Benefits Derived from “Puttering.”

Messrs. Editors —
I here send you a few practical hints to unpractical farmers. Don’t be afraid to spend a few leisure moments in making things look comfortable and neat about the farm. Slipshod or slovenly management makes the boys hate farming and everything connected with it. I can assure you it will pay to make the premises look as attractive as your time and means will permit. You will enjoy it far more yourself if it is well stocked with well selected and thrifty fruit trees. Strive to have a place for everything, and keep everything in its place. I know some farmers may call it puttering work; yes, I should think it was, but it is paying work too. You hate to putter, but you like ease and comfort as well as any one. Puttering is nothing else than taking care of the small items which go to make up the big whole.
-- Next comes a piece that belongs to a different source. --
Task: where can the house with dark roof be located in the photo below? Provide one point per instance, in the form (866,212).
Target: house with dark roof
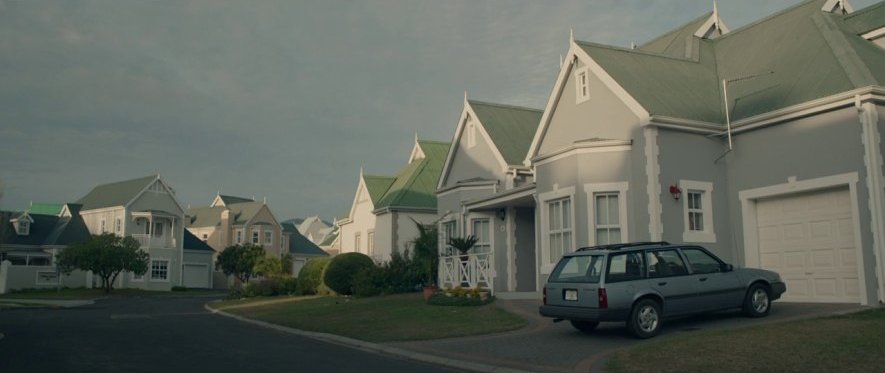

Puttering, why, sir, it is the very thing that has done more to enrich the farmer, than any single thing which can be enumerated. But, says the thrifty farmer, I don’t putter all the time, you must remember. Sometimes there are leisure hours and wet days, when a man can do nothing else. At this time of the year I make hooks, catches or wooden buttons, for barn or stable doors; put or repair hinges on my stable windows; batten the sides of my out buildings; put knobs on the cow’s horns to prevent them from hurting the young stock; turn over manure; gather the guano from the chicken-house, put it in barrels to keep until spring; when mixed with other ingredients it forms an excellent manure for the garden — pick over and repack the apples in the cellar — saw and pile up wood enough to last until next puttering day comes—clean out the pigpens and put in fresh straw — look over and sort the lumber pile in the store-room, so as to know just where to find what I may want in an emergency, and if the women want anything done about the house I cheerfully do it, and do not call it lost time nor grumble because it is puttering work, either.
      Come, look here, Mr. Anti-putterer, you told me last year the bugs had destroyed your vines, and you did not see how I saved mine so nicely. You remember I showed you the boxes with panes of glass in them, that I protected mine with, and you said you had no time for such work. Just come here and see the dozen I made the other day; it was done one of those puttering days. I can grow vines enough under them to supply all our wants. If you hire a carpenter he would charge you a shilling a piece for them. Well, I did the work on them in half a day. What is that, says neighbor Never-try? Why, sir, that is a wagon-jack I made myself. I use it when I want to take off the wheel to grease it; see, it saves hard lifting; they can be purchased at the hard-ware stores, but then they cost money. I had the materials, the time and the will to make one, and it is as good as any of their iron concerns.
N. J. C.

— “Benefits Derived from ‘Puttering,’”, in The Country Gentleman 23:6 (Albany, N.Y., February 11, 1864) : 91

The Country Gentleman. “A Journal for the farm, the garden and the fireside, devoted to the practice and science of agriculture and horticulture at large, and to all the various departments of rural and domestic economy.”
published by Luther Tucker & Son.
Luther Tucker & Son and J. J. Thomas, Editors.
Albany.

Luther Tucker (1802-73), wikipedia

aside
“Puttering is nothing else than taking care of the small items which go to make up the big whole.” — akin to individual strokes of the brush in painting, marks in drawing, getting the metrics and music right in a poem.